Every ethnic group of the 65 indigenous communities comes packaged in its own way, from the way of dressing, language, food and arts. To explore and showcase that uniqueness and diversity as backbone to creating cultural tourism, the ministry of Tourism, wildlife and Antiquities working together with the ministry of Gender Labor and social development, KCCA and Perfect events, last Tuesday launched the second annual Uganda International cultural fair.
It will take place from July 28 to July 30 at the Uganda Museum under the theme, ‘Cultures Empowering each other.’
From the heart
“Culture begins at the heart of family. Language, behaviour, and other aspects of culture begin at home. Therefore, thinking that not knowing one’s culture is being modern and civilized, is actually the reverse,” declared Godfrey Kiwanda, state minister for tourism during the launch.
But with culture so diverse, and a world changing so fast, there is always a constant need to reinforce these heterogeneous cultural aspects.
Strength in diversity
The Karamojong community in North Eastern Uganda is popular for cattle keeping, colourful traditional dress that comprises beads, bright blankets and short shirts made of hides. In the East, the Bamasaba people stand out for their embalu (male circumcision) ceremony that marks the initiation rite of boys into men. The Kadodi dance is a spectacle to behold.
In the West are Bantu groups such Banyankore, Bakiga, Batooro. The latter are renowned for their ‘Empaako’ naming culture where all newborns are given culturally prestigious names atop their ordinary names. The male can go by names like; Araali, Abaala, Achaali, Apuuli and others like; Atwooki, Abwooli, Amooti can be used by both men and women.
The biggest ethnic group in the Central region, the Baganda strongly practice the clan system. These are just a few examples of the rich heritage that Uganda has to offer.
Preserving our roots
United Nations Educational, Scientific and Cultural Organisation (UNESCO) held a capacity building convention on the protection and promotion of the diversity of Cultural Expressions in October last year, as another way of appreciating Uganda’s cultural diversity. UNESCO also protects some cultural sites, like the museums and royal Tombs.
Uganda continues to promote its culture through; selling art and craft, for example, in the African Art and craft villages in different parts of the country, music dance and drama is performed by cultural troupes such Nderere Cultural Troupe, Afri- performers, Kika Troupe, Crane performers. At different tourism sites, crafts and cultural depictions are also exhibited.
According to Yusuf Kaddu of Kika Troupe, previously, the concept of culture was not well understood across age. Whereas the elderly held it close to heart, the youth considered it backward. “As people who sell culture, there was a need for us to rebrand culture,” Kaddu says, recommending using channels that appeal to the youth like music.

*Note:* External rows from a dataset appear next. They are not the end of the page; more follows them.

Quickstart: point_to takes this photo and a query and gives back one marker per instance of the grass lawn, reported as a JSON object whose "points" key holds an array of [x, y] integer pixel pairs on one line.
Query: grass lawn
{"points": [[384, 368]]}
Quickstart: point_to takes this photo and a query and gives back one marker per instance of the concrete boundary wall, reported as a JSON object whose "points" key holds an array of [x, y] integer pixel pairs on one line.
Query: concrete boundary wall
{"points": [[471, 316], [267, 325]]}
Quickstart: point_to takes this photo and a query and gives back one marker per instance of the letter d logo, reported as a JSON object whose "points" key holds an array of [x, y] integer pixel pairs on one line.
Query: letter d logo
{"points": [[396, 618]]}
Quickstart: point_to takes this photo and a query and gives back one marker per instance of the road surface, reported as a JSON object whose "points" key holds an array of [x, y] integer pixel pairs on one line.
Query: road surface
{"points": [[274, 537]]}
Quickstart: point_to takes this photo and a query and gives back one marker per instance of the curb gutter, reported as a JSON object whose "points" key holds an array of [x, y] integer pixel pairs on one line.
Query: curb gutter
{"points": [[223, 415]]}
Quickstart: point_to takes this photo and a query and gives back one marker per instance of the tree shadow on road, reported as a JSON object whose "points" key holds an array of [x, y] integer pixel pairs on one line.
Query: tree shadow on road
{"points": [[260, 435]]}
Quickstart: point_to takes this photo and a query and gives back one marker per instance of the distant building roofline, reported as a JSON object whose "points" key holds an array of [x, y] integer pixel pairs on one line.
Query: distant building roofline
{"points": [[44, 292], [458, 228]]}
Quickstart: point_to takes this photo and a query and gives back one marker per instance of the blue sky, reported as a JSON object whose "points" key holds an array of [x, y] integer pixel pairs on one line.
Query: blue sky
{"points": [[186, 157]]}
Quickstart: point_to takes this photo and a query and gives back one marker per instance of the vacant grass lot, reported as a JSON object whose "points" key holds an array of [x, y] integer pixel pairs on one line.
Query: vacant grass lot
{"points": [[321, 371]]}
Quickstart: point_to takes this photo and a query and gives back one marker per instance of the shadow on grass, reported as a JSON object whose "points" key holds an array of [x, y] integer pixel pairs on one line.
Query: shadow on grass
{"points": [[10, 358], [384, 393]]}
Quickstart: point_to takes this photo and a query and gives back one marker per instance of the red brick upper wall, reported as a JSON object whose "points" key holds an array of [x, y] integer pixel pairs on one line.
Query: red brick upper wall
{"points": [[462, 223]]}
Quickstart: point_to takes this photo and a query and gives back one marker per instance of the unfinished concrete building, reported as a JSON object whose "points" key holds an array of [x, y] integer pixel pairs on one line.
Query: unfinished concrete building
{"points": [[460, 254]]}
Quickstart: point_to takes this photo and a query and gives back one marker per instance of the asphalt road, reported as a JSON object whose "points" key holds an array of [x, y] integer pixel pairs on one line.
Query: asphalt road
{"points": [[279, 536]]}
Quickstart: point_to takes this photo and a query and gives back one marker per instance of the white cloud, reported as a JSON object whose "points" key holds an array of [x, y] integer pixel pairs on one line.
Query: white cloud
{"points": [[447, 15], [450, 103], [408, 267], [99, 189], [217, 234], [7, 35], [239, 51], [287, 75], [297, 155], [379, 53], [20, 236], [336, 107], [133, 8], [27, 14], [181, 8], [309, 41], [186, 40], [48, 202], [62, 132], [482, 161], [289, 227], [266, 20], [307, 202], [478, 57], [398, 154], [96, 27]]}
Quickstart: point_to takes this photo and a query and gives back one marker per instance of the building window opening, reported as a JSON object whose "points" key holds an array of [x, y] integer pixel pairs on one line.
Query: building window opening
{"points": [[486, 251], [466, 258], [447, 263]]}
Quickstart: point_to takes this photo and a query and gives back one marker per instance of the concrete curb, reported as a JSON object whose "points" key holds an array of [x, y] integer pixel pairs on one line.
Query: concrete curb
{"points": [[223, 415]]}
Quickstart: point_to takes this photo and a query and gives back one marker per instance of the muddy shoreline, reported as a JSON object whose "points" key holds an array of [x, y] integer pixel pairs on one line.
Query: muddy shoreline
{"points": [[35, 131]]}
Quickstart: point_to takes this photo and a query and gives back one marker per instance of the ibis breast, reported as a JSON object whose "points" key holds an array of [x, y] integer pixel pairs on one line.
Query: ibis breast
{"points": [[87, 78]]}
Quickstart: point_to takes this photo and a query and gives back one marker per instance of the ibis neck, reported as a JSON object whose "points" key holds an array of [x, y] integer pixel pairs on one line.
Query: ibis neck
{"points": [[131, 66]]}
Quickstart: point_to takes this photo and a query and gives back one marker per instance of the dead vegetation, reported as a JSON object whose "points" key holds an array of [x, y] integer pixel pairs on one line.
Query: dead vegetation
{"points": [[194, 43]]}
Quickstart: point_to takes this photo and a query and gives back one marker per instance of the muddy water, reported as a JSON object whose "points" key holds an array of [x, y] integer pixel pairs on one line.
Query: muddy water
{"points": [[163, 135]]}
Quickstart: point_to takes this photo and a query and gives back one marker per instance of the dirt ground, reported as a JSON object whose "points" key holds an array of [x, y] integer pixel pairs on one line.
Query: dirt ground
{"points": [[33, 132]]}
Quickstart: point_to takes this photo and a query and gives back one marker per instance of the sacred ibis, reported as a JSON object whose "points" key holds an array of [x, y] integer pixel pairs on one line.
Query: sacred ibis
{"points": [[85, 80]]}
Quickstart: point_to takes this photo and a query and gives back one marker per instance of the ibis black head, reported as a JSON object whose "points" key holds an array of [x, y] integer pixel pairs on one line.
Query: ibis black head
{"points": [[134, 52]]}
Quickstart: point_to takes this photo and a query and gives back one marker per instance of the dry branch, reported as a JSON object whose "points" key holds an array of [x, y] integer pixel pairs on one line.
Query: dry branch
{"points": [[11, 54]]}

Songs like Namusanga Ndeeba by Bobiwine, Njogereza by Navio with a touch of cultural dances and drums have become popular among youth. “For our foreign audiences, being professional and presenting our culture with a touch of class has been essential.
Presenting culture to high profile audiences requires a degree of professionalism from the costumes to the songs and performance. We rebrand it to suit such people, and they certainly appreciate our culture,” Kaddu continues.
Ugandan artistes have recently adapted a new genre of music that blends Bakisimba cultural drums of the Baganda and Ragga tunes called Baks- Ragga. Such moves promote culture.
The cultural fair
The cultural fairs are meant to bring all the different ethnic aspects of the Ugandan society together at one venue. Former exhibitors like Aisha Kariuki, a member of the Nubian community use it as an opportunity to promote their culture and also earn a living.
“We got to interact with fellow crafts makers and share ideas. But it was also ground for exposure of our products, especially people like us with small businesses,” she says. Karuiki was part of the Bombo Nubian Mini Cultural Center, who trade in Nubian crafts like baskets and mats. The three day fair which had more than 214 exhibitors attracted 10,000 visitors, 40 percent from the foreign community.
According to Florence Nakiwala, State minister for Youth, the upcoming fair will be an opportunity to showcase Uganda’s culture from all parts of the country to the international community, develop innovative skills, build communities powerful enough to use their cultural settings to better themselves but also strengthen unity in diversity. Besides the exhibitions, conversations on conservation of natural resources and how culture relates to peace, family and finances will be at the forefront.